Others, feeling for the family of the deceased, wanted less. I felt for the family too — I once knew them — though I was, I admit, pretty surprised to see the KW Record step forward as the first media outlet in the history of journalism to chastise a Church for NOT covering up a sex scandal.
But it is remarkable to me that our reaction, when something like this happens, is to wonder whether we should even know, whether we should tarnish the memory of our heroes, whether such tarnished stories should be in the first or last chapters of our history books.
That’s not the question I’m asking. I am asking how it is that we have failed so miserably to fight the power.
I don’t mean the power of corporations and governments and men in suits. We can talk about that kind of power another day. I mean the power that we harbour in our communities and in ourselves, the power that we might not even believe we have over each other because we have persuaded ourselves that we have no hierarchy. We could respond with constant vigilance and maybe we should.
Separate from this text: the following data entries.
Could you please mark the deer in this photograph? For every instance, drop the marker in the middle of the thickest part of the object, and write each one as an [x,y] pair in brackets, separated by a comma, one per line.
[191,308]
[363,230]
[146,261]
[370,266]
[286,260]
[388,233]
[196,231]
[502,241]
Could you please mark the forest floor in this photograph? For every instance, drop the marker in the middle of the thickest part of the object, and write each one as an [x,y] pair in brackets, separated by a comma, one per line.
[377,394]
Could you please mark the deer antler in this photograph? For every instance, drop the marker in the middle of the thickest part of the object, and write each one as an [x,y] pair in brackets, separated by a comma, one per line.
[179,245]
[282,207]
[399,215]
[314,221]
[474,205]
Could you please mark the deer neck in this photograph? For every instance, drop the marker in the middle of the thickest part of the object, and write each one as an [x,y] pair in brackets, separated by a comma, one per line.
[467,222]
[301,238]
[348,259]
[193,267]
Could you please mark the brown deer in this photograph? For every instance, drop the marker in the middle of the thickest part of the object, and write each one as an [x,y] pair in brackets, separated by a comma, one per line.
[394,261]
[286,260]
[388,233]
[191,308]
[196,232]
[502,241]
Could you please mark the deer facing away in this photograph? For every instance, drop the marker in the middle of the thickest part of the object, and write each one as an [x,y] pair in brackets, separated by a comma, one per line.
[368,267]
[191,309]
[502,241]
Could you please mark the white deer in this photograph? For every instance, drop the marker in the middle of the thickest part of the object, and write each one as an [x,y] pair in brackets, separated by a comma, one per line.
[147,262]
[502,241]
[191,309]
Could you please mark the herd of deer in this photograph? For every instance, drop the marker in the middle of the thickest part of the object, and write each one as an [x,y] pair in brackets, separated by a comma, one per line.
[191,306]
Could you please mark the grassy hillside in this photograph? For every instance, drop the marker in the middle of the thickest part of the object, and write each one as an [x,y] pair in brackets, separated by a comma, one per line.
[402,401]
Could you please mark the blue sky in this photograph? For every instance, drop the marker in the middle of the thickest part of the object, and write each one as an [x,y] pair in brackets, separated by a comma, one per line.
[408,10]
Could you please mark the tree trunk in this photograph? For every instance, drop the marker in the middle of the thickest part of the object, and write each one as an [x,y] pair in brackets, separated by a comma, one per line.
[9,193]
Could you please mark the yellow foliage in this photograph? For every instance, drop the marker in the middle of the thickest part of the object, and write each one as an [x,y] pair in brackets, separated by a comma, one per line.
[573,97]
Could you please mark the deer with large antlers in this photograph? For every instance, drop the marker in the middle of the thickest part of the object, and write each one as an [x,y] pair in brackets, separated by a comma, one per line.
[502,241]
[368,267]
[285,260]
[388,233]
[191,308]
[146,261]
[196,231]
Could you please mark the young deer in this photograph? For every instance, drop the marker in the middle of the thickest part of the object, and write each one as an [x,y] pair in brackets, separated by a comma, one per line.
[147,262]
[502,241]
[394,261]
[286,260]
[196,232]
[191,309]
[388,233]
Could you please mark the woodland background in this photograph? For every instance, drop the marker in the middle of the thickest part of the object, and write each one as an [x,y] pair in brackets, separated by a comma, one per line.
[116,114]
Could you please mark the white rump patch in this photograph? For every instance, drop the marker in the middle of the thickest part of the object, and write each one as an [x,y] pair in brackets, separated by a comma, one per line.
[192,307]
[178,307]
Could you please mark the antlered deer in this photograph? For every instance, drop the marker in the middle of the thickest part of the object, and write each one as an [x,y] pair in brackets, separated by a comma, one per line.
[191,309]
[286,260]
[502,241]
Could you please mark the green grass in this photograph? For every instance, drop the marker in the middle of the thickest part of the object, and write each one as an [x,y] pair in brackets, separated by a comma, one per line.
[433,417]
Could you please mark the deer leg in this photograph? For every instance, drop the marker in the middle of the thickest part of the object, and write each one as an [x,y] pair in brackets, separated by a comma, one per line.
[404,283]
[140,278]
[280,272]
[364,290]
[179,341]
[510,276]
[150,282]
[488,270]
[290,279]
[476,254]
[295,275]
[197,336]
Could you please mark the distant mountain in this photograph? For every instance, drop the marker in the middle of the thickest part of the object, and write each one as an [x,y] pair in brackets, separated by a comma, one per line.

But I hope it won’t be a fear-driven individualistic vigilance, imagining predatorial monsters lurking behind every pulpit and pew.
Cause that’s not fighting the power.
I actually like the fantasy of an Anabaptist power-free utopia. But we can only slouch towards that mennotopia by looking deeply at ourselves, each other and especially our structures. Holding to the light to whatever trappings of power we find, and then squashing as many of them as we can, and just staring at the others until they feel really uncomfortable.
Yeah. That’s my plan. Imagining the trappings of power as if they are tiny insects and then metaphorically squashing them underfoot. That, and drinking.
It may be a good thing I’m not in charge. Except in the ways that I am.
Sorry about that.
I assume you have finished your first drink by now but since crushing systems of power is thirsty work, you probably need another. Today’s cocktail is a bitter one and strong; strong enough the scrape the foul taste of personal oppression off the roof of your mouth. It’s a variation on the Negroni – gin, Campari and a fortified wine just sweet enough to overcome the incapacitating bitterness of Campari, which I gotta admit is bitter enough to make me believe there really are trappings of power squashed like bugs infused within it. This variation adds a dash of nuttiness. Just because.
The Trappings of Power
1 oz Gin
1 oz Campari
1 oz white sweet vermouth
dash of frangelico
- Combine ingredients in short glass.